Does that make more sense?

Denny_Crane · January 3, 2017, 5:40pm

“all events gives back a uint64_t p, uint64_t c key”
"The best way to consider this is that the stream (and the store as a

whole) is an incrementing log."

So this is like an index in the log? So I can think of this like a point in time, and it’ll return all events (regardless of which stream) that occurred after that point in time? (trying to visualize it)

Greg_Young1 · January 3, 2017, 6:15pm

imagine all is one big log and there is an index into that log for streams.

Denny_Crane · January 3, 2017, 6:39pm

Got it.

So if I start a new view/projection, I’ll obviously need everything. How would I approach that as a one time operation? The last seen index/tuple wouldn’t apply, so I’m assuming I’d send 0 in so that raises a couple questions

How do this as a one-time operation? Do I just reset the saved pointer to zero?
That sounds like it would replay the entire event store, and subsequently all handlers would be “re-run” as well. Is that normal? That sounds like it would cause problems

Greg_Young1 · January 3, 2017, 7:28pm

the position is per handler. this is a client driven subscription

Denny_Crane · January 3, 2017, 8:43pm

So are you saying to have each handler subscribe individually now, or something more like have a global subscriber dispatch all the events to their handler and just have the handler ignore the event if the version of the event is lower than the last seen?

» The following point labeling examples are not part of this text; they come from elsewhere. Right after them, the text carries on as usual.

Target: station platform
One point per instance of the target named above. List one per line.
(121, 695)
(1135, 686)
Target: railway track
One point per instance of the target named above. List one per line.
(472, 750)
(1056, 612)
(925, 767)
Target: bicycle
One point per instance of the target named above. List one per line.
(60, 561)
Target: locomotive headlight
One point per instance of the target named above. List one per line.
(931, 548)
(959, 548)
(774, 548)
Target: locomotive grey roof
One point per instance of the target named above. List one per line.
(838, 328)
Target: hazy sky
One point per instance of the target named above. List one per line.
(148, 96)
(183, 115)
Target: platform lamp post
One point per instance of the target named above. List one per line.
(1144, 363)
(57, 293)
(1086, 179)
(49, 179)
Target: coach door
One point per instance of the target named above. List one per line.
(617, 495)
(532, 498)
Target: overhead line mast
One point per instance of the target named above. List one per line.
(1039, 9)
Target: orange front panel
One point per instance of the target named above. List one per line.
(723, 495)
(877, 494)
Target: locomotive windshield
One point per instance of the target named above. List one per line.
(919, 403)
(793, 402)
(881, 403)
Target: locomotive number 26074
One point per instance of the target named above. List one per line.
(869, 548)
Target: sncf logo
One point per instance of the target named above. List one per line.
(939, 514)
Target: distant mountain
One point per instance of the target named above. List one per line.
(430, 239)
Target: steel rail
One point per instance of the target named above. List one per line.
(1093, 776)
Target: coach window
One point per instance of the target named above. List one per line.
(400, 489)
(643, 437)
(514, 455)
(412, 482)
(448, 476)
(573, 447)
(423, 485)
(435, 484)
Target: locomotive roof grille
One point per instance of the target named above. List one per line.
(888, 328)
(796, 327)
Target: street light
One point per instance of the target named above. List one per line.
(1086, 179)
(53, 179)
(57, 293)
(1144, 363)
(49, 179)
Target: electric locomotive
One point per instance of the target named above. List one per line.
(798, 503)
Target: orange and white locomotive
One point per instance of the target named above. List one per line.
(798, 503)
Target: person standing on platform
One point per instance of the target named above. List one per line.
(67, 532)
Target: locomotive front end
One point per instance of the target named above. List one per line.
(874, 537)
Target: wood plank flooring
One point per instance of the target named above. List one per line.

Greg_Young1 · January 3, 2017, 8:50pm

Both are possibilities you have said nothing about what the situation
looks like (what projections there are, how big they are, how many
there are, etc, whether they are running on the same machines). This
isn't a right and wrong thing there are trade offs. Having a single
dispatcher supporting multiple projections that replay separately is a
bit more complex to get started with but can be more network friendly
(if hosting many on a single node) but have complexity in terms of
rebuilding a single projection. Subscription per is much easier in
terms of replays but can be quite bad from a network perspective.

Denny_Crane · January 3, 2017, 9:57pm

I haven’t said much about the details because these are brand new services so there’s only the 1 default denormalized view for each entity/category so far, but I was just looking into the future to figure out a game plan on how to approach this as it presents itself (because it will in short time). But that does add some perspective; one complicates the other. I think I can work with that. I like the single subscriber idea, but it sounds like I’ll have to figure out a way to persist the last seen index. I was hoping to find others that have solved this would be able to share an example.